Pakistan is racing to bridge its power supply gap before national elections next year after a series of widespread blackouts highlighted the fragility of the network and its negative pull on South Asia’s second largest economy.

The country faces a peak supply gap of 8,000 megawatts during the “scorching” summer, above the average 5,000 to 6,000 megawatt shortfall, said Shehbaz Sharif, the chief minister of Pakistan’s most populous province of Punjab and younger brother of Prime Minister Nawaz Sharif. About 7,000 to 9,000 megawatts will be added to the national grid by March 2018, he said.

Pakistan’s government faced protests after a series of unscheduled blackouts swept across the country as temperatures rose during the first week of the holy Muslim fasting month of Ramadan last month. 

The commercial hub of Karachi suffered days of cuts due to power plant faults and grid tripping, caused by what distribution company K-Electric Ltd. said was high humidity levels in the sweltering port city. There’s now doubts about the ability of the aging transmission network to handle the planned extra load with demand rising about 7 percent annually.

“It’s not only the capacity, it’s about management, it’s about transmission lines, it’s about circular debt,” Sharif, 65, said in an interview at his residence in Lahore. “There are challenges and our transmission network is being augmented, the prime minister is personally coordinating this almost every 10 days to two weeks.”

In Darkness

Pakistan for years has struggled with a deficient power industry, holding back the economy and leaving residents and industry in the dark. 

Resolving the issue is an election priority for the Sharif administration and some progress has been made, with average residential blackout times dropping to three to four hours from 8 hours in 2013, according to government figures. Industries have been exempt from planned cuts since the 2016 fiscal year, though many still run back up generators.

Along with the blackouts, the Sharif family has been dogged by a corruption probe after it emerged that the premier’s children used off-shore companies to make property investments in London. Shehbaz Sharif, who declined to comment on who would take over the party leadership if his brother was disqualified, was himself questioned by a court mandated investigative team on June 17.

Sahiwal Plant

With the Chinese providing expertise and loans of about $35 billion to the industry, power plants have been built at great speed. Yet the transmission network, which is in state hands, may not be able to keep pace.

“Building capacity does not translate into fixing the energy problem,” said Nikhil Bhatnagar, the New York-based director of Asia sales at Auebach Grayson & Co. “If you don’t have a profitable distribution system and an efficient transmission system then you wont be able to pay for the generation when it comes on stream.”

At the Sahiwal coal power plant south of Lahore – owned by China’s state-owned Huaneng Shandong Rui Group — engineers built the 1,320 megawatt power plant in 22 months, below the usual four-year timeline.
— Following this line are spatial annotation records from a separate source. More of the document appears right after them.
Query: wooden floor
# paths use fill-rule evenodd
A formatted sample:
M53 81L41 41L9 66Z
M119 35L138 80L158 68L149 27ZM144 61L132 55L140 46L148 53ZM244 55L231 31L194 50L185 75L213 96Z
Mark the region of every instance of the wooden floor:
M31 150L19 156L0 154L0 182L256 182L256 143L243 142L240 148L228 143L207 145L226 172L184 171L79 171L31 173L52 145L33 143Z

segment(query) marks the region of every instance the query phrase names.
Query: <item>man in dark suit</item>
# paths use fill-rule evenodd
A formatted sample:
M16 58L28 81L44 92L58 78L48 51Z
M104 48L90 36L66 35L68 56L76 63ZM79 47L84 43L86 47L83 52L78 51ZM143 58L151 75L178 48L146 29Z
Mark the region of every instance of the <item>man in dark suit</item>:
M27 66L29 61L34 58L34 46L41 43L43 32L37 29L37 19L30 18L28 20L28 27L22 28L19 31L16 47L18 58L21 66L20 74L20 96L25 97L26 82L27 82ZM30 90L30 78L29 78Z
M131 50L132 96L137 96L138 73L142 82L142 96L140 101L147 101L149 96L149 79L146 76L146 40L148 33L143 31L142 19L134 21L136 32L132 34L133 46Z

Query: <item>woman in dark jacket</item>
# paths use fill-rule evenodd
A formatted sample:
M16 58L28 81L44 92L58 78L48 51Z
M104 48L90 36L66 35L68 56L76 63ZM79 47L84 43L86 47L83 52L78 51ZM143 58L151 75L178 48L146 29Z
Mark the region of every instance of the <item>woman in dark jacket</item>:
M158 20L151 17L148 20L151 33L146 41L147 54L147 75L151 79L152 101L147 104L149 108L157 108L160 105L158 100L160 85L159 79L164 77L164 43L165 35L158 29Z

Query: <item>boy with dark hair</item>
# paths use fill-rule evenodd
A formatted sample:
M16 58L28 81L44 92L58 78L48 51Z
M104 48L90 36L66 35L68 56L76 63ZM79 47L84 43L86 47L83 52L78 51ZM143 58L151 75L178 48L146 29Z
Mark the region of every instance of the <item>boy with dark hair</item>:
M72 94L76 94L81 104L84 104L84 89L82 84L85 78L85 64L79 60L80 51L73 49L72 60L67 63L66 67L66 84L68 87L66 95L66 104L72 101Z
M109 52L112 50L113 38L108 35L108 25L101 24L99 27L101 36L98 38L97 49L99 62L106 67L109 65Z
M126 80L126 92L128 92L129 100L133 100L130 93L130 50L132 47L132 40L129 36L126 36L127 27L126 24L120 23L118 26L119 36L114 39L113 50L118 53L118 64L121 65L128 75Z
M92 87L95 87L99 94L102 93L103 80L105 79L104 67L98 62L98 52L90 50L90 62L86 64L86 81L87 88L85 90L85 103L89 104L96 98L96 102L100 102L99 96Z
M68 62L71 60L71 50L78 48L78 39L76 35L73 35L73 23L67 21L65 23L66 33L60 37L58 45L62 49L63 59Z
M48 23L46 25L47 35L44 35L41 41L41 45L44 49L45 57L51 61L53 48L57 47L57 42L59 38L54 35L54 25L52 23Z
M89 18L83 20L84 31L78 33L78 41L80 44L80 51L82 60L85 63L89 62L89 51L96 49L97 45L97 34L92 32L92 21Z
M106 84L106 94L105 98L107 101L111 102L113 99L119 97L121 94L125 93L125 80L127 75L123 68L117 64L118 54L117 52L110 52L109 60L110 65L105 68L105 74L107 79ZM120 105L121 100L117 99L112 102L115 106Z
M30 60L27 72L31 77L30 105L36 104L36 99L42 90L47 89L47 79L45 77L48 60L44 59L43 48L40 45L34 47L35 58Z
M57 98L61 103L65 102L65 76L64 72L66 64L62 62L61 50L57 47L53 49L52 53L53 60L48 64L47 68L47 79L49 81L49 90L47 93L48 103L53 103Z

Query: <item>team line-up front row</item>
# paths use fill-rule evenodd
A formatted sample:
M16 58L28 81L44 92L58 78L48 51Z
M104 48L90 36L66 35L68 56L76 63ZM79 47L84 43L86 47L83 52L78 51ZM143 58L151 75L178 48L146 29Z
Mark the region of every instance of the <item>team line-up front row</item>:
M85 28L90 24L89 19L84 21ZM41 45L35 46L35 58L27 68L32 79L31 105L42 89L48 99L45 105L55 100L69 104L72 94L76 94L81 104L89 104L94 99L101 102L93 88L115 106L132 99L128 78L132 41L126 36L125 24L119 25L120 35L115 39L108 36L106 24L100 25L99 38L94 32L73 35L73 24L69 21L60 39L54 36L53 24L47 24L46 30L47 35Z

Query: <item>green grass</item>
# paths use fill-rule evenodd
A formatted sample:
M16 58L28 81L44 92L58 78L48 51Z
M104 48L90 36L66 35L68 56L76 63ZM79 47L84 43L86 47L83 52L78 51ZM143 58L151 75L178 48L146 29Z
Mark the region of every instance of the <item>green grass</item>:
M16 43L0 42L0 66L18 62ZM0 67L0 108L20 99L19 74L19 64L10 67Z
While an extension is planned at Sahiwal, the largest electricity plant in Punjab financed under the China-Pakistan Economic Corridor, it’s uncertain when it will go ahead as the transmission network needs to be upgraded and expanded, according to two people with knowledge of the matter, who asked not to be identified as they aren’t authorized to speak to the media.

‘Square One’

In a report published in November last year, the National Electric Power Regulatory Authority said the national transmission agency’s development work was behind schedule, with some projects delayed by much as three years.

Days after making an unannounced visit to a gas power plant in Bhikki, which had suffered a technical fault, Sharif said he was hopeful the network would be strong enough. “Otherwise you produce megawatts and they are not transmitted and you are back to square one.”

There are also doubts over whether Pakistan can handle repayments of Chinese loans to the power sector. Pakistan has guaranteed repayments in dollars and a 17 percent profit on the projects and it’s betting that the investments will generate enough revenue to repay the borrowings and boost economic growth.

The government will be able to handle the foreign currency remittances to China, Sharif said, although, “I’m not discounting there won’t be any issues.”